NLSTool for BIL, available through the secure FTP site where BIL assets are accessible, can be used to "NLS-Enable" the BIL InfoSphere DataStage assets. For details about how to configure BIL for supporting NLS data, please consult the NLS documentation that comes with the NLSTool.
For information on how to obtain the NLSTool, please contact the Services District Practice Manager.
Step 12. Compile the Parallel and Sequencer jobs
After the configurations have been completed, the BIL parallel and sequencer jobs can be compiled. While jobs can be compiled individually, due to the number of jobs contained in BIL, it is recommended that the Multiple Job Compile tool be used. This is available within the DataStage Designer Tools menu:
.Step 13. Create the Surrogate Key state file
The BIL jobs make use of the InfoSphere DataStage Surrogate Key stage to generate both temporary and persistent keys utilized within BIL and InfoSphere MDM processing. The Surrogate Key stage uses a “state” file to regulate the assignment of these keys both during a job and from one job run to another.
Users must create the required surrogate key state files at least once prior to running the BIL for the first time.
In order to do that, the Job Sequencer BL_061__AI_SK_State_File_Control should be run.

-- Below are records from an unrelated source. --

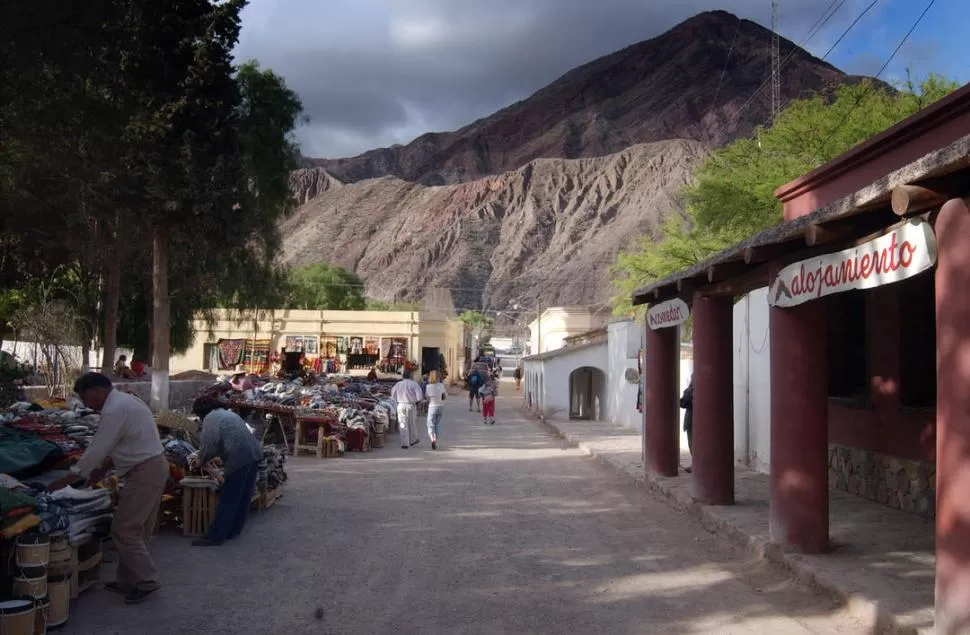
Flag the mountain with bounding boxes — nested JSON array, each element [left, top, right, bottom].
[[306, 11, 846, 185], [282, 140, 706, 309], [282, 11, 856, 310]]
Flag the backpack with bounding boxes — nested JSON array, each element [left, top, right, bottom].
[[468, 370, 482, 388]]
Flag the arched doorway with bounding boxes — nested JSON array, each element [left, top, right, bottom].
[[569, 366, 606, 421]]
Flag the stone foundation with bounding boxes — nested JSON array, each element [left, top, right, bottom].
[[829, 445, 936, 519]]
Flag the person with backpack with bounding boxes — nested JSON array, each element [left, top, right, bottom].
[[468, 368, 485, 412], [680, 375, 694, 474], [478, 379, 498, 426]]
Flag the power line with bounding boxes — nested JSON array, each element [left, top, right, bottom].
[[818, 0, 936, 157], [717, 0, 852, 140]]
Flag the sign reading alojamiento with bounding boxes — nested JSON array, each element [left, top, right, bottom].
[[647, 298, 690, 331], [768, 220, 936, 307]]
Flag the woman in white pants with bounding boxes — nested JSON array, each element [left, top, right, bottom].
[[424, 370, 447, 450], [391, 378, 424, 450]]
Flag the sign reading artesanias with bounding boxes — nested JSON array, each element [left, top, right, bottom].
[[768, 220, 936, 307], [647, 298, 690, 331]]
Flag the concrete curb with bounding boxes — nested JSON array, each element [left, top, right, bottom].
[[525, 410, 919, 635]]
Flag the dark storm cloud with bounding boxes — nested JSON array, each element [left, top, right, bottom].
[[237, 0, 876, 157]]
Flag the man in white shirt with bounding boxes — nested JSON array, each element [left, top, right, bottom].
[[51, 373, 168, 604], [391, 378, 424, 450]]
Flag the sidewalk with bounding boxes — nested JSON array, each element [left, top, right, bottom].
[[523, 408, 935, 635]]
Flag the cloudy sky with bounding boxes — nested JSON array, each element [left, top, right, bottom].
[[237, 0, 970, 158]]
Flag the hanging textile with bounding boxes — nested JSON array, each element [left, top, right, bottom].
[[348, 337, 364, 355], [216, 340, 245, 370], [242, 340, 272, 374], [303, 335, 320, 355], [320, 336, 337, 359]]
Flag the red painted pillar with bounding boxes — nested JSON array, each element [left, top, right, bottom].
[[936, 199, 970, 635], [643, 326, 680, 476], [691, 295, 734, 505], [768, 286, 829, 553]]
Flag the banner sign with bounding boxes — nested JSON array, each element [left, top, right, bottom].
[[647, 298, 690, 331], [768, 220, 936, 307]]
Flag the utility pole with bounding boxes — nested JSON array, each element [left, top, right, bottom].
[[535, 299, 542, 355], [771, 0, 781, 121]]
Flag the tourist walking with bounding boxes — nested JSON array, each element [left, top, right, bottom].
[[391, 377, 424, 450], [468, 362, 488, 412], [424, 370, 448, 450], [50, 373, 168, 604], [680, 375, 694, 473], [192, 396, 263, 547], [479, 380, 498, 425]]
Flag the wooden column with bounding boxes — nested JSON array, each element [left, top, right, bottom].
[[643, 326, 680, 476], [936, 199, 970, 635], [691, 295, 734, 505], [769, 288, 829, 553]]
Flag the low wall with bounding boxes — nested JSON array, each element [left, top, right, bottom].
[[24, 379, 213, 410], [829, 444, 936, 519]]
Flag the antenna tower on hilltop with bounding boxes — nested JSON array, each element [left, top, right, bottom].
[[771, 0, 781, 121]]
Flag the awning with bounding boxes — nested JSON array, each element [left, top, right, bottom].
[[633, 135, 970, 306]]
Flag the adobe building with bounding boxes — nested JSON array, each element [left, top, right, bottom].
[[169, 309, 465, 378], [633, 85, 970, 634]]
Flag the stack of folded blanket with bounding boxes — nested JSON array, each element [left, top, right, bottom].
[[38, 486, 112, 544]]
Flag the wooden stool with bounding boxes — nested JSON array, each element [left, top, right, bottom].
[[182, 483, 219, 537], [317, 431, 340, 459]]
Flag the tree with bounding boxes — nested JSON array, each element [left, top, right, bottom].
[[284, 262, 367, 311], [613, 76, 958, 314]]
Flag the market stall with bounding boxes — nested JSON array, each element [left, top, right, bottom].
[[213, 376, 397, 456]]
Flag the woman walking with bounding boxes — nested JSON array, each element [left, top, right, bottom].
[[424, 370, 448, 450], [480, 379, 498, 426]]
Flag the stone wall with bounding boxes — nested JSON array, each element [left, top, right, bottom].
[[829, 444, 936, 519], [24, 379, 213, 410]]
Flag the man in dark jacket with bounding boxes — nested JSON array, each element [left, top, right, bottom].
[[680, 375, 694, 472]]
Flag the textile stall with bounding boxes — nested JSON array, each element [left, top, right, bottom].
[[224, 376, 397, 455], [0, 400, 117, 632]]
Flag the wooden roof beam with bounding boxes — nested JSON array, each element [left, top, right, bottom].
[[803, 224, 852, 247], [744, 243, 791, 265], [892, 172, 970, 216]]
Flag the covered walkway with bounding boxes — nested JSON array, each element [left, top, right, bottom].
[[633, 85, 970, 635]]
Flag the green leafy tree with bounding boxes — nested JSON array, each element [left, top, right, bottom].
[[284, 262, 367, 311], [613, 76, 958, 314]]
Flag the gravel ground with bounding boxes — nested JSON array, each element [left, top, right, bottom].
[[61, 389, 867, 635]]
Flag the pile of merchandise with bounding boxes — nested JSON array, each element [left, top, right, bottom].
[[216, 375, 397, 450]]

Default values for parameters can be used at submission time assuming that they have been configured correctly.
Once the imports have completed, a folder will appear in the InfoSphere DataStage Repository named MDMIS BIL R1.0. This folder will contain all BIL assets and can be exported in its entirety for backup or replication purposes, such as deployments from Quality Assurance to Production.